Eighth grader, Ryan Ringler, went 4-0 to earn his fifth State Champion title! Ringler’s second period pin in the championship round against Aaron Gilmore of Donahoe secured his 2015 State Champion Title in the 170lb, 13/14 division.
Allexis Gonzales, also an eighth grader, took Girls State Champion in the 14U division at 130lbs. She went 5-0, winning her first four matches by pins. She earned a minor decision in her championship match against Kelsy Coger of Pennfield.
Seventh grader, Reese Gonzales, went 4-0, pinning all of her opponents, in a round robin. She earned Girls State Champion at 110 lbs in the 14U division. Her toughest match was against runner-up Payton Smith of Clio, who she pinned in the second round.
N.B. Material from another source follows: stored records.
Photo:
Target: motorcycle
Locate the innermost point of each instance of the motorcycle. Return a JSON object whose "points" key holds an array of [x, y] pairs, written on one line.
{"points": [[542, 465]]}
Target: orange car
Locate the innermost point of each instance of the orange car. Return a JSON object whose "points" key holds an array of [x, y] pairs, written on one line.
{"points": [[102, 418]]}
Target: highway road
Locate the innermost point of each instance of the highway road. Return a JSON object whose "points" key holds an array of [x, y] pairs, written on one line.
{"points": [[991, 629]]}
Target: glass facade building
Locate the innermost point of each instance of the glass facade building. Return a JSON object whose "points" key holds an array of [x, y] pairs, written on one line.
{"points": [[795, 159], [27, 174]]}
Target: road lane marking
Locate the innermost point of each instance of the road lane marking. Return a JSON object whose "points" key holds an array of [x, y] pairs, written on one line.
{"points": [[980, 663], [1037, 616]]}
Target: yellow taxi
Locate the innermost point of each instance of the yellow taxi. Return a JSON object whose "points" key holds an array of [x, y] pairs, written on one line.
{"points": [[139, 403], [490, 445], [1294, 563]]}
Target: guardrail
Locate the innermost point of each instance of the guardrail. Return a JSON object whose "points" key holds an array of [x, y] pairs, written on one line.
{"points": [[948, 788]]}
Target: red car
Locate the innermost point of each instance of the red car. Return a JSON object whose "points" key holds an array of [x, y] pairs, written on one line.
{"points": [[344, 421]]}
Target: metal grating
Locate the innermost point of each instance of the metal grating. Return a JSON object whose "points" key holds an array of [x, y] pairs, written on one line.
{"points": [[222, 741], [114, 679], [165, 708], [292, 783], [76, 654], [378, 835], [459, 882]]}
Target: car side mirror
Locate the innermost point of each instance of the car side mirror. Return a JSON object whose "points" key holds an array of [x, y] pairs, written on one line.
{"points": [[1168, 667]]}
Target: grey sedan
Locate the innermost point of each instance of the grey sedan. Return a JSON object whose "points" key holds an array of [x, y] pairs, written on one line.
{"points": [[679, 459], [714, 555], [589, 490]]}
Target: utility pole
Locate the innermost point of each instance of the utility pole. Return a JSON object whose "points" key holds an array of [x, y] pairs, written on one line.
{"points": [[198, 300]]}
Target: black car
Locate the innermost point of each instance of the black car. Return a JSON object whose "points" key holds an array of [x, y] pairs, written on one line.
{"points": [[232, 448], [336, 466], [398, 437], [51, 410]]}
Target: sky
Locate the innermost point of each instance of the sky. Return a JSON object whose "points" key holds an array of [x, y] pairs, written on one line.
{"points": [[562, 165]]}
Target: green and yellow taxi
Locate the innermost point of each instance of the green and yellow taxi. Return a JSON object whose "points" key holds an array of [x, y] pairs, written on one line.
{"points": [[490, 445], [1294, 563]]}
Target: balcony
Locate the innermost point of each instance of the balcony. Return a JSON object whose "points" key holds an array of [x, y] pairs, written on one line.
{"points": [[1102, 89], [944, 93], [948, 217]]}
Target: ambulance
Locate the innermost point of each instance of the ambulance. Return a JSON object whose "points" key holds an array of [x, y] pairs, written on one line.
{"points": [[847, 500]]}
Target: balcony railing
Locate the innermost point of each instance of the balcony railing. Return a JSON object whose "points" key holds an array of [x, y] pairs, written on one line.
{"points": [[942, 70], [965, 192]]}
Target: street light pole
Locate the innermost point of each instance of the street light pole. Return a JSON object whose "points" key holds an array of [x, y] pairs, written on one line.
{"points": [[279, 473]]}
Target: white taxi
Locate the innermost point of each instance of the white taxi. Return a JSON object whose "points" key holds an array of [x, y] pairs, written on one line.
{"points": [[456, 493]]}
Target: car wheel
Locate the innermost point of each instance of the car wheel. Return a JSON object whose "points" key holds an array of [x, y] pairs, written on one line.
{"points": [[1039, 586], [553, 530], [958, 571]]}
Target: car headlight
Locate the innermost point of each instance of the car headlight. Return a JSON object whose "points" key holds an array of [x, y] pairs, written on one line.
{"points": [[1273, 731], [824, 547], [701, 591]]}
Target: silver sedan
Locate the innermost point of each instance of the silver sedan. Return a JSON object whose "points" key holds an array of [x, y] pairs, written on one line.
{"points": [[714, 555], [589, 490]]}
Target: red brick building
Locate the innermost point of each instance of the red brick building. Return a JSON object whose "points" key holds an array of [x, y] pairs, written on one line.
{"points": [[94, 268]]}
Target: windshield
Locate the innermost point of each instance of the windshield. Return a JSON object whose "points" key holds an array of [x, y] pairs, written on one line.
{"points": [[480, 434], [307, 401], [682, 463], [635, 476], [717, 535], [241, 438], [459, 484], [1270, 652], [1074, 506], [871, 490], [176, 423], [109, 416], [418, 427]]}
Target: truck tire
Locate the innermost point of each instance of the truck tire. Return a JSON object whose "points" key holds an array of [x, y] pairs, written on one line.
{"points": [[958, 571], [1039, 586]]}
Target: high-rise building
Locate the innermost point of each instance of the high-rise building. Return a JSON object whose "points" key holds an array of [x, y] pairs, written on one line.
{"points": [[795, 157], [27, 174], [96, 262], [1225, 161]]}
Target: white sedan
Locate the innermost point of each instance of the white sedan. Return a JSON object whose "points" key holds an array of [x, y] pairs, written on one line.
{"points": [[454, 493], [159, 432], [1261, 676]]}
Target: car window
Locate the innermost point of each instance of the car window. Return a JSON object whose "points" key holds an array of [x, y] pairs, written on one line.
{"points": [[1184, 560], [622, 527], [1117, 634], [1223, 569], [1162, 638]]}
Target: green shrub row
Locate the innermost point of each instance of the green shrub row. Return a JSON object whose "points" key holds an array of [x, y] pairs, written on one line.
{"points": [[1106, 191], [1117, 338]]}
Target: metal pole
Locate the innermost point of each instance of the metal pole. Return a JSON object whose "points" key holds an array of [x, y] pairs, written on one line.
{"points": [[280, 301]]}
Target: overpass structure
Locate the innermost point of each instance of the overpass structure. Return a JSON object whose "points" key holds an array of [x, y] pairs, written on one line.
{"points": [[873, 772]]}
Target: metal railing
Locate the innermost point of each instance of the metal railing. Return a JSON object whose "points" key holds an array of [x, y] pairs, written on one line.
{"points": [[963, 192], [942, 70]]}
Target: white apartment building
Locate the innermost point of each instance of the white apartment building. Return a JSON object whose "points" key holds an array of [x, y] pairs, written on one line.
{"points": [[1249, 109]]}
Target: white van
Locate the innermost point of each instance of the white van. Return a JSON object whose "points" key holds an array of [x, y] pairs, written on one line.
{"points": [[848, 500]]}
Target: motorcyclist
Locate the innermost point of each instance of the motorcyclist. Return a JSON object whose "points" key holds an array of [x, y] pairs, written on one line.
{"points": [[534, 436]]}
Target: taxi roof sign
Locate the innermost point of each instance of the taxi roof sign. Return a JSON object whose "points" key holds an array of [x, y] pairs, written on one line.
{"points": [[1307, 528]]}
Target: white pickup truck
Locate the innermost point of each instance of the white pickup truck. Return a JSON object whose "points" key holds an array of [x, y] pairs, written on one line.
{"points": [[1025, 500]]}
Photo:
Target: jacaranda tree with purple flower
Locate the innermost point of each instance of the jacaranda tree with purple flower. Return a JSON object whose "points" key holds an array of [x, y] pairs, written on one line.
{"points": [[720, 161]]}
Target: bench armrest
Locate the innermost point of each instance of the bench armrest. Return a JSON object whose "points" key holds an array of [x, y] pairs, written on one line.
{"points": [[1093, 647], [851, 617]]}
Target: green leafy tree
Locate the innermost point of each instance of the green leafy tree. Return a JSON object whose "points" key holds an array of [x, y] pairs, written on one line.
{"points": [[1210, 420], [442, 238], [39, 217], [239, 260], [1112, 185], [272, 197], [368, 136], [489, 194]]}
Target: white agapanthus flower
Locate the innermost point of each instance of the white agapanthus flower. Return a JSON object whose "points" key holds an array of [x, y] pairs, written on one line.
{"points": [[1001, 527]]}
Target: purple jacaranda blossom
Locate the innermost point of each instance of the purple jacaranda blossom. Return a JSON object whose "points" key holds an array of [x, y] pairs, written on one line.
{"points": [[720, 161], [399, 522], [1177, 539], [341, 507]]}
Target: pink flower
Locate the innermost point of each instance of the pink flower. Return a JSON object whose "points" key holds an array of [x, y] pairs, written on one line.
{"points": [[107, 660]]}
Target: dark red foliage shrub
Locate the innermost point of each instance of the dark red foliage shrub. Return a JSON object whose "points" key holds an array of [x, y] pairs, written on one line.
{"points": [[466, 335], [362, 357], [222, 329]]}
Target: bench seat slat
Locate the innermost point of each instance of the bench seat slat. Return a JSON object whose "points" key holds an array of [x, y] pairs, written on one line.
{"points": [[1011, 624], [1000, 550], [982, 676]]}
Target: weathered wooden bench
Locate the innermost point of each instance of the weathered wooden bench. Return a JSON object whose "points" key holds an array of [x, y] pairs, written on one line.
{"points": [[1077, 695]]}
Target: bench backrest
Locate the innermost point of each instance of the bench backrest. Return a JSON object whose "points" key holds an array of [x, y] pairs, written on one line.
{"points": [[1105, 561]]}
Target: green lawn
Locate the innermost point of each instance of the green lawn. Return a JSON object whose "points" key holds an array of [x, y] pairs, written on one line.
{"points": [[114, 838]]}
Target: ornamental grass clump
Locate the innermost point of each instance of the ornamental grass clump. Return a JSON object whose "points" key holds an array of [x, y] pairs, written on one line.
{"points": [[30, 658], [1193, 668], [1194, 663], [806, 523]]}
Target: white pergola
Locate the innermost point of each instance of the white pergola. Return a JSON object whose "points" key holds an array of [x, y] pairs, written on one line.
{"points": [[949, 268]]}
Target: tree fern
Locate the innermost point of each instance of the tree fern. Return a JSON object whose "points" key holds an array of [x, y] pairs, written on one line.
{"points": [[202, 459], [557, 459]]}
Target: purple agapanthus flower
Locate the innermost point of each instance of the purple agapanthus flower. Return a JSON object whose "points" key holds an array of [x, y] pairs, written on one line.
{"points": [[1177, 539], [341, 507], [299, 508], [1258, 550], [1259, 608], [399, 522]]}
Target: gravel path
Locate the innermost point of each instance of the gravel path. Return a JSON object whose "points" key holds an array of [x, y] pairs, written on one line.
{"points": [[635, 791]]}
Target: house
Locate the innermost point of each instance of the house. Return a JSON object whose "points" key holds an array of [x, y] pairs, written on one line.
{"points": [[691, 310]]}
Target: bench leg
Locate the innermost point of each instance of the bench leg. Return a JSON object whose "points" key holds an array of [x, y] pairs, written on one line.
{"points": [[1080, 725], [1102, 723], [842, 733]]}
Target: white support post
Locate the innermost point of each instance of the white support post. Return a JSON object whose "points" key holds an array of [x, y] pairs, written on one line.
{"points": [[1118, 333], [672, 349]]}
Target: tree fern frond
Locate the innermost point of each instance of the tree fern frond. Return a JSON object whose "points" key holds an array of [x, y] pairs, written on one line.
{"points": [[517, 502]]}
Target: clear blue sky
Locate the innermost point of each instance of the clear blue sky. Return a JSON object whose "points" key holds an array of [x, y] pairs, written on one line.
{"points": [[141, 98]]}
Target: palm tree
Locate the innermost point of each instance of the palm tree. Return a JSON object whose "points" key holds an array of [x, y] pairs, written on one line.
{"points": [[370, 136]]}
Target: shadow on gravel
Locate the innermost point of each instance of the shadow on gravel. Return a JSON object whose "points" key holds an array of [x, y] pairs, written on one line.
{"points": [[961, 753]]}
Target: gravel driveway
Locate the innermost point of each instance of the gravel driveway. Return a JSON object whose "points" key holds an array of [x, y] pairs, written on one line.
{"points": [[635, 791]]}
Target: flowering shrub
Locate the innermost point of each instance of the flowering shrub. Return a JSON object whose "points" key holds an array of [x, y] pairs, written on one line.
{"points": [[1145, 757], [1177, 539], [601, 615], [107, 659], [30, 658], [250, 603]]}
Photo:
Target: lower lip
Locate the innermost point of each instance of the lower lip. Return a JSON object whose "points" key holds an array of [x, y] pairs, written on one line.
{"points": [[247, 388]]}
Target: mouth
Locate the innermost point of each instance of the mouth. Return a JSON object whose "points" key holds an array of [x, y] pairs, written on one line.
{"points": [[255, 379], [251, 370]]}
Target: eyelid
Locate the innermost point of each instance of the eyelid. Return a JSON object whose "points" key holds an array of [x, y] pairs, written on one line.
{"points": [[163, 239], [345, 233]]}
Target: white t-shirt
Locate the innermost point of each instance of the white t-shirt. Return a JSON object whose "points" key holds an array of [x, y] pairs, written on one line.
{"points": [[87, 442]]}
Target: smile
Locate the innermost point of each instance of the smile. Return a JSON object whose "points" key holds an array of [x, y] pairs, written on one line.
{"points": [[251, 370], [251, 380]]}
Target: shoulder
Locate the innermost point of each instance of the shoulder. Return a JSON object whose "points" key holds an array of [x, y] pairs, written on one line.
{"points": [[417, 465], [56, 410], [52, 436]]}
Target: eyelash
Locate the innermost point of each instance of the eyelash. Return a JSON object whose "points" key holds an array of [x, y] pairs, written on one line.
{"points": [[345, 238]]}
Zoe Gonzales battled her way to Girls State Champion at 76lbs in the 11U division. Gonzales went 3-0, winning each match by only one point. In the championship round, she beat Karlie Woodall of Coloma, with a score of 3-2. Gonzales won after she earned a reversal in the last few seconds of the third round.
Cora Gonzales was the youngest Girls State Champion for the Red Hawks this year. Gonzales, who wrestled at 52lbs in the 9U division, went 4-0, with 3 pins and one decision. She won her State Champion title with a 5-0 decision in the final round against Tricia Pyrzewski of Gladwin.
Freshman George Gonzales Jr. battled the toughest side of the 20-man chart to earn his second place finish. With a record of 4-1, he suffered his only loss, at 174lbs in the 15/16 division, against Trevor Piggott of Ionia.
Seventh grader Rosie Castro finished in second place at 122lbs in the 14U Girls Division. She had first and second round pins to secure her spot in the championship round where she took runner-up to Kennedi Gotha of Linden.
By placing in the top three spots at State or top two in the Girls division, all seven wrestlers listed above won a custom championship singlet and the opportunity to be partially sponsored by MYWAY for national tournaments. The next five wrestlers below battled tough, but were unable to secure a top finish.
Six-year-old, Veronica Tapia was the only girl in the area who competed in both the MYWAY State Finals and the MYWAY Girls State Finals, wrestling a total of 12 matches! Tapia went 5-2 on a 32-person chart to take fourth at 40lb in the 4/6 division. She went 3-2 at 40lb in the 9U Girls’ division to take third.
Keaton Klaasen had a very impressive 6th place finish at 52lbs in the 7/8 division. He went 5-2 on a chart of 31 wrestlers.
The girls rounded out the results with 6th and 7th place finishes in the Girls Division. First year wrestler Madisyn Britley took 6th in the 11U HWT division. Analize Tapia took 7th at 43lbs in the 9U division. Brooklyn Wright finished 7th at 122 lbs in the 14U division.
Cedar Springs Youth Wrestling Club has been and continues to be one of the most successful youth wrestling clubs in the state of Michigan. Head Coach George Gonzales Sr. attributes that to the hard work and dedication of the volunteer coaches and the wrestlers.
“I am proud to be part of a program that teaches athletes about integrity, hard work and dedication,” said Gonzales. “Sure, there are times when the wrestlers want to give up, but you don’t win by giving up. They need to earn what they want by working hard and not by cheating themselves. These are lessons they will be taking into adulthood. It’s about integrity, on and off the mat. That is what makes us champions and that is what will make these kids champions in life.”